Inherent within the ethos of the NHS and Primary Care Mental Health Services is that people from all sections of the community should have a chance to benefit from evidence-based psychological therapies. Despite this, clients from BAME communities are under-represented in referrals and tend to have poorer outcomes from Primary Care Mental Health Services (Baker, 2020). In addition, disparity in access and outcomes exist in Secondary and Specialist Mental Health Care Services. Such inequalities continue to be a cause for concern with front line staff, services, policy makers and the psychological professions.
This session will focus on current thinking and recommendations for improving outcomes for clients from diverse backgrounds using Culturally Sensitive Low Intensity CBT. Culturally Sensitive CBT tends to look much like CBT as provided to majority service users, but with adaptations made on a case-by-case basis by therapists, service users or even interpreters (Beck, 2016).

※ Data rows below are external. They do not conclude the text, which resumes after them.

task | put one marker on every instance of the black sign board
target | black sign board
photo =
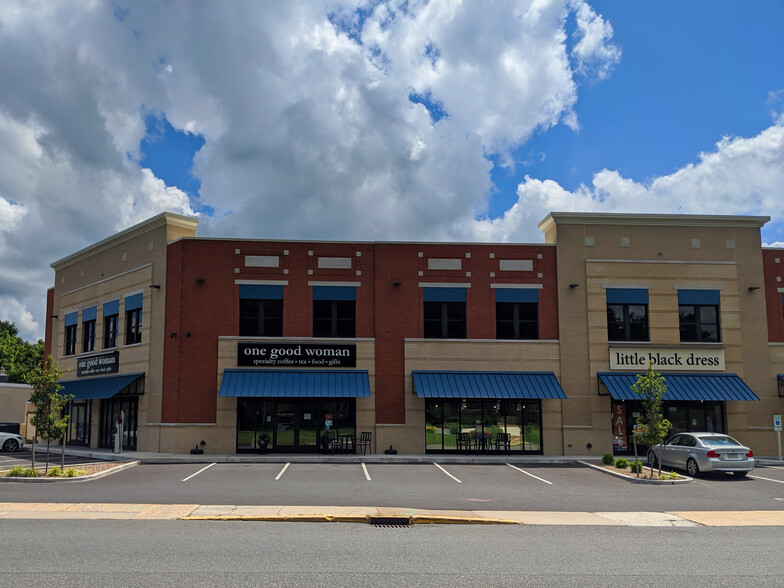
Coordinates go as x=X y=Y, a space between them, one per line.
x=296 y=355
x=107 y=363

The event will be equivalent to 2.3/4hrs of CPD.
This workshop will:
• Provide a working definition of Culture and Culturally Sensitive CBT within the context of Low Intensity CBT
• Consider common difficulties or barriers to enquiring about client’s culture within Low Intensity CBT
• Provide a rationale for Culturally Sensitive CBT within Mental Health Services
• Consider the diversity of clients within your service or your caseload
• Reflect on how our own cultural backgrounds and experiences, attitudes, and values and biases influence psychological processes
• Review of Culturally Sensitive Assessment, Formulation and Treatment within the context of Low Intensity CBT
• Discuss how supervision and services can support you in Culturally Sensitive CBT
By the end of this session and any associated directed study, attendees will:
• Have an overview of the importance of working in a Culturally Sensitive way in Low Intensity CBT
• Reflect on cultural backgrounds and experiences, attitudes, and values and biases influence psychological processes
• Understand Culturally Sensitive CBT as it related to Low Intensity
• Opportunities to apply Culturally Sensitive CBT as it related to Low Intensity
Didactic content, experiential components, polls, Q&A.
• Beck, A. and Naz, S., 2019. The need for service change and community outreach work to support trans-cultural cognitive behaviour therapy with Black and Minority Ethnic communities. The Cognitive Behaviour Therapist, 12.
• Beck, A. Naz, D. Brooks, M., and Jankowska, M. 2019. Black, Asian and Minority Ethnic Service User Positive Practice Guide. [Online] Available from: https://www.babcp.com/files/About/BAME/IAPT-BAME-PPG-2019.pdf
• Beck, A., 2016. Transcultural cognitive behaviour therapy for anxiety and depression: A practical guide. Routledge.
• Haarhoff, B., Thwaites, R. and Haarhoff, B.A., 2016. Reflecting on our socio-cultural background: Becoming more culturally sensitive and effective CBT therapists. Reflection in CBT, pp.77-93.
• Hinton, D.E. and Patel, A., 2017. Cultural adaptations of cognitive behavioral therapy. Psychiatric Clinics, 40(4), pp.701-714.
• Memon, A., Taylor, K., Mohebati, L.M., Sundin, J., Cooper, M., Scanlon, T. and de Visser, R., 2016. Perceived barriers to accessing mental health services among black and minority ethnic (BME) communities: a qualitative study in Southeast England. BMJ open, 6(11), p.e012337.
• Rathod, S., Phiri, P. and Naeem, F., 2019. An evidence-based framework to culturally adapt cognitive behaviour therapy. the Cognitive Behaviour Therapist, 12.
About the presenter
Taf Kunorubwe is a BABCP Accredited CBT Therapist & Mindfulness Teacher. He has experience working and supervision within IAPT services as a Low Intensity Worker / PWP and High-Intensity Therapist. As well as service development and special projects aiming to improve access and outcomes for clients from diverse backgrounds. He currently works part-time as the Course Lead for the PGCert in CBT Skills at the University of South Wales and a Guest Lecturer on CBT Training Courses. As well as running a small private practice, with a special interest in improving access and outcomes for clients from diverse backgrounds
Who should attend
This webinar is suitable for practitioners delivering or supervising low intensity CBT interventions in primary care with clients from diverse backgrounds.